The 2009 Mt. Veeder Scully shows a deep nose, earthy and with dark fruit along with hints of vanilla. A slightly menthol or minty component continues onto the palate. It is smooth and rounded – not a massive Mt Veeder Cabernet Sauvignon that one perhaps becomes accustomed to from other vineyards in this appellation. The finish is clean – with reasonably structured tannins – lingering, but not for an extended length of time.
Honoring Irene’s Lithuanian heritage, the label on the Sarocka wine is modeled after a piece of artwork she bought from a Lithuanian street artist. It is an image of a Lithuanian “tree of life” representing the agricultural mythology based society of this country. Sarocka is Irene’s Lithuanian maiden name.

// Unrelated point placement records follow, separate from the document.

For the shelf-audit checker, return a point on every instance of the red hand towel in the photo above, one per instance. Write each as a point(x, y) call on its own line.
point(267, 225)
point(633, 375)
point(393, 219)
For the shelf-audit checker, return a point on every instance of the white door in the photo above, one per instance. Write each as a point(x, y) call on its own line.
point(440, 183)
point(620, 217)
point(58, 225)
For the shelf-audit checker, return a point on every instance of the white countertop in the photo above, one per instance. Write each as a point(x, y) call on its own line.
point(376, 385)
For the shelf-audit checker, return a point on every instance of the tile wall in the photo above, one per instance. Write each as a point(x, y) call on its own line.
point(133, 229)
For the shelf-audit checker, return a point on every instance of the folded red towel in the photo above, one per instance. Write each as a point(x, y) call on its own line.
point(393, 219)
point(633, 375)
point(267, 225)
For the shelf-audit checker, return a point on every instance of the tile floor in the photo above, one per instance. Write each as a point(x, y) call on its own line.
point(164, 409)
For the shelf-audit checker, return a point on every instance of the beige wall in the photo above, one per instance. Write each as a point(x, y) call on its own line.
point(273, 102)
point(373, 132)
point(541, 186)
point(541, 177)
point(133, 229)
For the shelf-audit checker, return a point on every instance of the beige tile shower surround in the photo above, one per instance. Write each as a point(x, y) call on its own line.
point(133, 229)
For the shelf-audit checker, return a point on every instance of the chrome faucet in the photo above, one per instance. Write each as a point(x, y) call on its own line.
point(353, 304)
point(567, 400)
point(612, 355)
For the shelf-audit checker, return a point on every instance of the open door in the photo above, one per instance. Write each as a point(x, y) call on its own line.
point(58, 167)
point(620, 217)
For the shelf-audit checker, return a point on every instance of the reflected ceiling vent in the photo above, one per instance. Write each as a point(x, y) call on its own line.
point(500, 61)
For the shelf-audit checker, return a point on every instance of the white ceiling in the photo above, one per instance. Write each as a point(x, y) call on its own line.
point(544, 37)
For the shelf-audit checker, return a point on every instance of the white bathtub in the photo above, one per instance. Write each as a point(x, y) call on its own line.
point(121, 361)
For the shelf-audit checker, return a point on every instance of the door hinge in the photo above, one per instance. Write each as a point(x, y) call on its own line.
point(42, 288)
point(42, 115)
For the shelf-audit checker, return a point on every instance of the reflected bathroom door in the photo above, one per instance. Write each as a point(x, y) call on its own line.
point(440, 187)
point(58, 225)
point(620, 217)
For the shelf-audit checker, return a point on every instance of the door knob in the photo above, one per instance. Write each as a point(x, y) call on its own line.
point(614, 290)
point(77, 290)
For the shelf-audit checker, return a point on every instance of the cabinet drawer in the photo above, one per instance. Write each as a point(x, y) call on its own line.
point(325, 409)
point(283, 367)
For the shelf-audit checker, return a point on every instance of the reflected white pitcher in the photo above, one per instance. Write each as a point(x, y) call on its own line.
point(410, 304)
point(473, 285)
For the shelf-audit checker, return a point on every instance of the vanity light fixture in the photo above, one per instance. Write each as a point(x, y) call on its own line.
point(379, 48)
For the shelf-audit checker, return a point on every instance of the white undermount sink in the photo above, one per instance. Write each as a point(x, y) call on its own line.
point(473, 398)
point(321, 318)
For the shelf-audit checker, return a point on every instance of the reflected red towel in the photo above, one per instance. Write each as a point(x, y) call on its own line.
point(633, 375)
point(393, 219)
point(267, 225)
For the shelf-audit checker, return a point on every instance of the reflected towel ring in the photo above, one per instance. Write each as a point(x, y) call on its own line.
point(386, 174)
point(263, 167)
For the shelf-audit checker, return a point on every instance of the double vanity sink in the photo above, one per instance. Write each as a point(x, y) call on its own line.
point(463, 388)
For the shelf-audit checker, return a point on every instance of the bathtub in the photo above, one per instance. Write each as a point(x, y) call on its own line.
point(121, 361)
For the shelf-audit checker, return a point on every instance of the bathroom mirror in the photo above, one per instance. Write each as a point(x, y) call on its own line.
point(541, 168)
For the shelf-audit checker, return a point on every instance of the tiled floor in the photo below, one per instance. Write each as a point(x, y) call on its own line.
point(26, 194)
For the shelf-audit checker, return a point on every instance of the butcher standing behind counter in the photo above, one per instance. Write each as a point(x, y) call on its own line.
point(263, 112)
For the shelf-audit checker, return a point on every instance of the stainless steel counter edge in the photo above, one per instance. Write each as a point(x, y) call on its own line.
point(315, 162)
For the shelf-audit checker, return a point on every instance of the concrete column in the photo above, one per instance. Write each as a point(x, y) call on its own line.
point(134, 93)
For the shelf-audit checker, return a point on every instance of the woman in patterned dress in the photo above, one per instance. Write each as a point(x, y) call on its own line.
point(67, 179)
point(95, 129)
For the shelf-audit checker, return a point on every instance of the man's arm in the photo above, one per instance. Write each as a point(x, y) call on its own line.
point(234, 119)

The 2009 Sarocka was only a tiny production of 96 cases – or 4 barrels made up of 85% Cabernet Sauvignon, 7% Petit Verdot and smaller amounts of Cabernet Franc and Merlot. Sarocka strives to create balanced wines – letting the vineyard showcase what it is capable of. This vintage has a pleasing and “pretty nose”, balanced if you will on the bouquet. Both red and dark fruit, cherry cola with mocha showing as it breathes. It’s elegance continues onto the palate – with both red and blue fruit showing – balance is key in wine making and this wine has it.
And, this is only the first commercial release from what was a very young vineyard at the time of our first visit to the property. The wine certainly shows tannins but they are not overwhelming as you might expect from a hillside location in Spring Mountain.
In 2015 Sarocka introduced a second label, Antra – a blend of both estate fruit with fruit from the Kenefick Ranch in Calistoga.
With such limited production, distribution models that other wineries use do not apply here. Because of such a small production their wine is currently being allocated to three bottles per person – this is a rare and unique opportunity to join their mailing list before ultimately their entire production becomes allotted for.
Because of their property limitations, their production will not be growing. A caveat to joining their club is that they may not always release a vintage. Case in point was their 2011 vintage – because of a number of factors (mostly weather) the wine from this vintage did not adhere to their high quality of standards. As a result no wine from this vintage was released.
Distribution is extremely limited with merely a few cases going to selective locations in Texas.